Non-normally distributed variables reported as median (interquartile range). P values derived from the independent t test for normally distributed data and the Wilcoxon rank-sum test for nonparametric data. FEV1 Forced expiratory volume in 1 s; FVC Forced vital capacity
Inter- and intraobserver agreement
Sputum samples from 20 subjects were randomly selected for differential sputum cell count interpretation by a second cytotechnician blinded to subject characteristics and study protocol. Bland-Altman analysis revealed very good interobserver agreement (Figure 2, Table 5). The ICC revealed excellent agreement for the cell types (Table 5). Intraobserver agreement was performed on an additional 20 randomly selected subject samples. Bland-Altman analysis and ICC showed excellent agreement (Table 6).
Figure 2).
Bland-Altman plots of the interobserver agreement for differential sputum cell counts. Sputum neutrophil, eosinophil, and macrophage cell counts are represented in plots A, B and C, respectively. The dashed lines represent the interobserver bias (±1.96 SD). A First cytotechnologist cell count; B Second cytotechnologist cell count
TABLE 5.
Bland-Altman analysis of interobserver bias in sputum cell counts
| Neutrophils, ×106 cells/g | Eosinophils, ×106 cells/g | Macrophages, ×106 cells/g | |
|---|---|---|---|
| Interobserver bias, ±1.96 STD | −0.20±0.61 | 0.20±0.61 | 0.18±0.82 |
| Intraclass correlation coefficient (95% CI) | 0.989 (0.973 to 0.996) | 0.963 (0.906 to 0.985) | 0.959 (0.897 to 0.984) |
STD Standard deviation of the difference
TABLE 6.
Bland-Altman analysis of intraobserver bias in sputum cell counts
| Neutrophils, ×106 cells/g | Eosinophils, ×106 cells/g | Macrophages, ×106 cells/g | |
|---|---|---|---|
| Intra-observer bias, ±1.96 STD | 0.06±0.18 | 0.002±0.029 | −0.04±0.14 |
| Intraclass correlation coefficient (95% CI) | 0.9988 (0.9957 to 0.9996) | 0.916 (0.802 to 0.966) | 0.9995 (0.9980 to 0.9998) |
STD Standard deviation of the difference
DISCUSSION
The present study described the normal range of induced sputum cell counts performed in a laboratory in Western Canada involving healthy, nonsmoking adult subjects and found cellular distributions to be similar to previous studies (11,12). We extended the observations from those studies by performing interobserver agreement for interpretation of the differential sputum cell count and confirmed that the results were reliable. Furthermore, the present report is the first to describe normal values for formalin-fixed induced sputum samples.

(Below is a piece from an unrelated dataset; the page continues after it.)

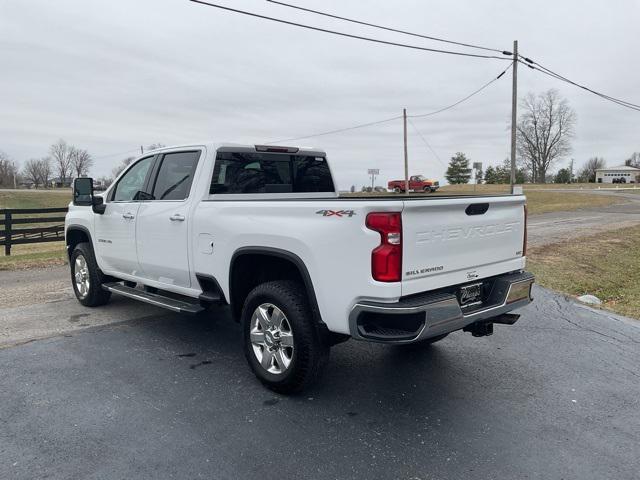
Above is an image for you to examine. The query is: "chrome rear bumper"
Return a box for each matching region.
[349,272,535,343]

The median total sputum cell count in our study fell between the median values from the studies by Belda et al (11) and Spanevello et al (12). Although the sputum absolute and percentage cell counts most closely resembled those of Belda et al (11), the total and absolute neutrophil cell counts were lower in our study, in addition to variability in these cell counts. We found a slightly lower percentage neutrophil count. Eosinophil cell counts (absolute and percentage) were only slightly higher in our study, as was the variability in the range of these values. Macrophage cell counts were lower, while lymphocyte and bronchial epithelial cell counts were only slightly higher. Compared with the findings reported by Spanevello et al (12), our results showed a higher percentage of sputum neutrophils and a lower percentage of macrophages. The differences may be a result of the formalin fixation method used in our study. Formalin is believed to rapidly inactivate cellular enzymes and stabilize the cell membrane when added to induced sputum samples (17). It is possible that use of the preservation technique may have improved cell viability and cellular recovery compared with previous studies reporting normal cell count values. Similar to Belda et al (11), we found no significant relationship with sputum cell counts and spirometric measurements. There was also no difference in absolute or percentage sputum cell counts between male and female subjects. Our results differ from those of Belda et al (11), who found that absolute and percentage eosinophil counts were higher in females (absolute counts: mean difference 0.003×106 cells/g [95% CI 0.000% to 0.015%]; P=0.049; percentage counts: 0.274% [95% CI 0.001% to 0.651%]; P=0.043). Our study had fewer subjects and may have been underpowered to detect this subgroup difference.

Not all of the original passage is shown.